Every organization is in the information business; most work centers around organizing , governing, and distributing information.
Sometimes the information itself is the end product: content, whether streaming videos or articles on a website, needs to be organized so that people can find what they’re looking for. The same applies to products: digital environments have to store and display a ton of information about things you can purchase online (basically: anything). Because, in short, you can’t buy what you can’t find.
Internally, as well, organizations have lots of information to govern and distribute: sales materials, marketing content, and internal-facing websites and intranets with information for employees—not to mention the massive volumes of documents generated by daily operations and other projects. And the more information you have (depending on the type) the greater your potential risk of liability for security, privacy, and compliance.
Many businesses, otherwise excellent at what they do, struggle to realize that information management is a core business competency that requires the full support of the organization, like any valuable organizational asset.
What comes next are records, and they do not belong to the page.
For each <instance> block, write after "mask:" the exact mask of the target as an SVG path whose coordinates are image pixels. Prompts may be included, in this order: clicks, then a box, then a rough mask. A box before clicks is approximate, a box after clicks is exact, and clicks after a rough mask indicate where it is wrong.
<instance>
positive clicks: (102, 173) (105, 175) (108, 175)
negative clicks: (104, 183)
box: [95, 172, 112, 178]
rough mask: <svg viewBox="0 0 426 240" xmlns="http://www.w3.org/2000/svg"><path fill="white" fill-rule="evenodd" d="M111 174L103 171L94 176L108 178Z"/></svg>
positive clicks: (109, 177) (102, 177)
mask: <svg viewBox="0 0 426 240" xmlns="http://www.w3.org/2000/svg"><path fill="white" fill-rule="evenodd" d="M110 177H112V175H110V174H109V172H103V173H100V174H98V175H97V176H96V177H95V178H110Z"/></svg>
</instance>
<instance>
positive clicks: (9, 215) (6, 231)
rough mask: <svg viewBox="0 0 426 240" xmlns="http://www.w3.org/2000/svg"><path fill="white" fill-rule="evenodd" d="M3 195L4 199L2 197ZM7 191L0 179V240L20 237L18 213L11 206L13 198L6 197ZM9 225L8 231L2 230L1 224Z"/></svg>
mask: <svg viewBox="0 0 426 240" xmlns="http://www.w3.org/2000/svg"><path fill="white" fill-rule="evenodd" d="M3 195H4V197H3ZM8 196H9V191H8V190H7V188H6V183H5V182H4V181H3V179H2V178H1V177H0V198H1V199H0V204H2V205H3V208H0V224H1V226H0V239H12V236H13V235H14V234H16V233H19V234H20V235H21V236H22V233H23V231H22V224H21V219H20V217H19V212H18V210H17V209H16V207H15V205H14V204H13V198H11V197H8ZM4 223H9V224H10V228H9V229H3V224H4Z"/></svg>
This includes executive support and strategy, staffing, technology, governance and maintenance, and organizational alignment.
Leading and Trailing Indicators of Information Problems
Bad information-seeking experiences are, as Factor’s Gary Carlson has written previously, a trailing indicator of deeper information and organizational problems.
The concepts of leading and trailing indicators are borrowed from economics, and applied widely in business. Some trends and metrics, called leading indicators, are predictive of what’s going to happen in the near future. They can be applied to any number of scenarios: a global airborne pandemic might mean that you want to stock up on (or ramp up production of) face masks, for example.
Trailing, or lagging, indicators are measures of the effects of past choices: they show the results of previous efforts. Using COVID again as an example, by the time hospitalizations are rising, and there is time to measure and report this data, a new wave of cases is already here.
Conventional wisdom holds that leading indicators change rapidly and are difficult to quantify (there is little data available), whereas trailing indicators are relatively easy to measure (there is data) but hard to change.
The Issue Is Rarely the Issue
Information problems, exemplified by, but not limited to, information-seeking problems like search, seem therefore like classic trailing indicators. There is much supporting data available (e.g., website sales or traffic is down; employees can’t find anything on the intranet) but improving search is fundamentally difficult.
This is complicated by the fact that, at many organizations, information problems are viewed as IT problems. (“Search is broken!”)
Buying a new CMS or search application, or throwing money at unexplainable AI-based solutions (“ChatGPT will solve everything!”), does little to address the core problem: it takes dedication and resources to build and maintain an information layer built on solid foundations.
That’s why we like to say: the issue is rarely the issue.
It takes work to improve information-seeking experiences, but it can be done; it starts with a solid foundation and a commitment to being in the information business.